I have a dataframe like :
ItemName Category
item1 cat1
item2 cat1
item3 cat1
item4 cat1
item5 cat2
item6 cat2
and one like:
CategoryName Element
cat1 element1
cat2 element2
I want to merge both dataframes into one, based on the category column, but now I have two columns having the categories. This would be the ideal result:
ItemName Category Element
item1 cat1 element1
item2 cat1 element1
item3 cat1 element1
item4 cat1 element1
item5 cat2 element2
item6 cat2 element2
But I have the result with duplicate of column Category and CategoryName. How to solve this duplicate issue when merging the dataframes?
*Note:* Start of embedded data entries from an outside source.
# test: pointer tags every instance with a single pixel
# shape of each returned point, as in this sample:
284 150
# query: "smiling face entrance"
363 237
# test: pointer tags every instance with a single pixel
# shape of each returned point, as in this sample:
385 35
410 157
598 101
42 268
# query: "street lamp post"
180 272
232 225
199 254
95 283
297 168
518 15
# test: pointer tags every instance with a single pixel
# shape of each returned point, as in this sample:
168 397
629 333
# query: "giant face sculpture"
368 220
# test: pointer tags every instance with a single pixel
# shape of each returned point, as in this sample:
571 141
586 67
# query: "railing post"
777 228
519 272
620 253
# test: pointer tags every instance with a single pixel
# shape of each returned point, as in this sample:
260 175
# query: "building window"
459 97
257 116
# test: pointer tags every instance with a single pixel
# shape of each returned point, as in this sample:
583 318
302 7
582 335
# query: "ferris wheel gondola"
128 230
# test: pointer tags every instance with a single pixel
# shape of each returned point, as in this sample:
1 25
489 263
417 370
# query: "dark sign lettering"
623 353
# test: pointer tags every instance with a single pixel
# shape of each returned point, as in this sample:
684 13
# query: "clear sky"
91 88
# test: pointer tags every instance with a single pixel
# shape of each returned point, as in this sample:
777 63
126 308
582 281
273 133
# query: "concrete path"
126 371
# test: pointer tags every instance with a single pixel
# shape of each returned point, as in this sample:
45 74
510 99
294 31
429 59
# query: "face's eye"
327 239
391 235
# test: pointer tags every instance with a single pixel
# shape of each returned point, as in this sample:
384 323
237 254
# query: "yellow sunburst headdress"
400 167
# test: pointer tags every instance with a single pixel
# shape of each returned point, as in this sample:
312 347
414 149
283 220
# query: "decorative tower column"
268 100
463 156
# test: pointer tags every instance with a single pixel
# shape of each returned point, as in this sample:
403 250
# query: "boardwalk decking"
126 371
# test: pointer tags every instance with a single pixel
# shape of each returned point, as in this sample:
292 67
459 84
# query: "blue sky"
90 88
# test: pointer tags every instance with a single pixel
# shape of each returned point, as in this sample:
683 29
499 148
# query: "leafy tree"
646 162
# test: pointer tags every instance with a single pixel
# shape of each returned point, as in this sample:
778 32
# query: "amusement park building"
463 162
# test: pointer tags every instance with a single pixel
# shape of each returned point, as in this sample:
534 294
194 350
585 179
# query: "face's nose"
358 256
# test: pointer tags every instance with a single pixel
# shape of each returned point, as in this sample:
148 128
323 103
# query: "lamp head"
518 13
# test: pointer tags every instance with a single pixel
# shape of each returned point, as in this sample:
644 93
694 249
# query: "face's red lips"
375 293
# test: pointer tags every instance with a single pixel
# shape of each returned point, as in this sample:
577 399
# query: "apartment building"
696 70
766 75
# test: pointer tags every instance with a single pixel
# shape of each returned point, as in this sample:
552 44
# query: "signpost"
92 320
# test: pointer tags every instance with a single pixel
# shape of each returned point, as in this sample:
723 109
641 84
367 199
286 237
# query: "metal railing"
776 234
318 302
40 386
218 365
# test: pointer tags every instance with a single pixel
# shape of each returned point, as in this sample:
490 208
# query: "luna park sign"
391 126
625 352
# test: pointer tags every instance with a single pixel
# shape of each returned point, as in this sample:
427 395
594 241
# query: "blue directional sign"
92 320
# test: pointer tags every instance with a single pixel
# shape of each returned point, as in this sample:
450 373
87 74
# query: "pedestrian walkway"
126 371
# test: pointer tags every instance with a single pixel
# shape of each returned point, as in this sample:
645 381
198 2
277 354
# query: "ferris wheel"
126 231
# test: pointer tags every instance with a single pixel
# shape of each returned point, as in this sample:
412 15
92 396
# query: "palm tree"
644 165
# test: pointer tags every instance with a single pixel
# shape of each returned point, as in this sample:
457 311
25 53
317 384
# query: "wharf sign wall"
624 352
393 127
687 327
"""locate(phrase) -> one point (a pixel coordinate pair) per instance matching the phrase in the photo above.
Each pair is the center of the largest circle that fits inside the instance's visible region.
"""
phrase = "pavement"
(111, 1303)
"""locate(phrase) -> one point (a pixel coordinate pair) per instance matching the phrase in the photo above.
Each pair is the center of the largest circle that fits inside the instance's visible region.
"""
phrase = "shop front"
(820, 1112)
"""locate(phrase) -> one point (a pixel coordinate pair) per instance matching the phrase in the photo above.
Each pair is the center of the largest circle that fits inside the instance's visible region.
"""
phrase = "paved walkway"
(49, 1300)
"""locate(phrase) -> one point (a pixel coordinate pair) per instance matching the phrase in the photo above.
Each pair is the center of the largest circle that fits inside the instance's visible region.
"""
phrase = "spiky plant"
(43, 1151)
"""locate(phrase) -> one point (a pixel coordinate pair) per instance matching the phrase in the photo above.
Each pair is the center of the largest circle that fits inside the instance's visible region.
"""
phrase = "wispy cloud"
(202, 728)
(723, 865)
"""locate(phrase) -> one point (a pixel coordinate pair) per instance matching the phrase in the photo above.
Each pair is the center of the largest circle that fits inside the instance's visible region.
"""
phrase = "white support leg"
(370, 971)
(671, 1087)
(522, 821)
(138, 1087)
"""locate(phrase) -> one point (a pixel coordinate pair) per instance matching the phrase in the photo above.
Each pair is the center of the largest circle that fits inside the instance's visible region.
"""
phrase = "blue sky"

What I did for the merge:
result_df= df1.merge(
df2,
left_on='Category',
right_on='CategoryName',
how='inner')
CodePudding user response:
Unfortunately you would need to rename the columns:
>>> df1.merge(df2.rename({'CategoryName': 'Category'}, axis=1), on='Category')
ItemName Category Element
0 item1 cat1 element1
1 item2 cat1 element1
2 item3 cat1 element1
3 item4 cat1 element1
4 item5 cat2 element2
5 item6 cat2 element2
>>>
Or you have to drop it:
>>> df1.merge(df2, left_on='Category', right_on='CategoryName').drop('CategoryName', axis=1)
ItemName Category Element
0 item1 cat1 element1
1 item2 cat1 element1
2 item3 cat1 element1
3 item4 cat1 element1
4 item5 cat2 element2
5 item6 cat2 element2
>>>
CodePudding user response:
You can use pd.Series.map
:
df["Element"] = df["Category"].map(df2.set_index("CategoryName")["Element"])
print (df)
ItemName Category Element
0 item1 cat1 element1
1 item2 cat1 element1
2 item3 cat1 element1
3 item4 cat1 element1
4 item5 cat2 element2
5 item6 cat2 element2